Advertisement

Outside In | More lightning, more wildfires and a warmer world. Welcome to the ‘doom loop’

  • Climate-induced lightning is becoming more frequent and powerful, triggering more wildfires, particularly in Siberia, Canada and Alaska, and releasing the carbon locked in permafrost
  • Hong Kong seems likely to escape the worst of it but any complacency would be rash

Reading Time:4 minutes
Why you can trust SCMP
5
A forest fire in Siberia on July 27, 2021. The spike in wildfires is concentrated in uninhabited boreal forests like this, which store between 30 and 40 per cent of all land-based carbon. Photo: AFP
As Hong Kong’s typhoon season subsides and northeasterly typhoon winds gather strength at the start of our dry season, thoughts are turning from typhoon threats to wildfires.
Research released ahead of the COP28 UN climate summit in Dubai reflects rising concern over how a global surge in climate-induced lightning is set to aggravate wildfires and compound our problems in controlling global warming and curbing forest loss.

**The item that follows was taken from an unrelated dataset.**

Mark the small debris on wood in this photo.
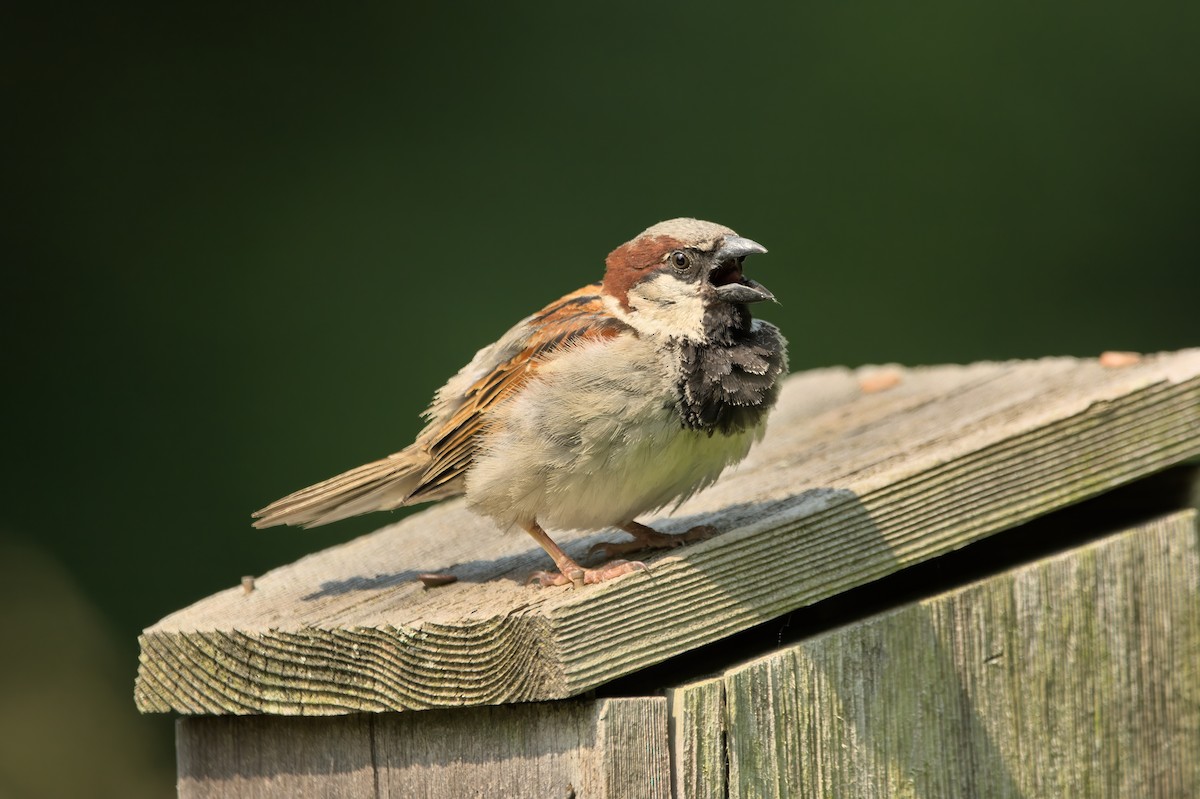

Using artificial intelligence to map wildfires, a research team led by Thomas Janssen from the University of Amsterdam found that even though wildfires have declined globally since 2001 (partly because of better control of human-started fires across Africa’s savannahs), there has been a sharp increase outside the tropics.

The wildfire increase is concentrated in the boreal forests of Siberia, Canada and Alaska encircling the Arctic – and is set to unleash the huge volumes of carbon locked in the Arctic permafrost for centuries. By 2030, wildfires are likely to increase by 14 per cent, according to the UN Environmental Programme (UNEP).

While most of these boreal forests are out of sight and mind for many people, they account for around 30 per cent of the world’s forests. They are underlain mostly by permafrost – and the trees and permafrost they are rooted in store between 30 and 40 per cent of all terrestrial carbon.

These findings coincide with research earlier this year that identified a lightning-wildfire “doom loop” – where rising global temperatures cause stronger storms, triggering more, and more powerful, “Promethean bolts” of lightning that are strikingly effective in sparking serious and sustained wildfires. Every 1 degree Celsius of warming could cause a 10 per cent increase in Promethian bolts.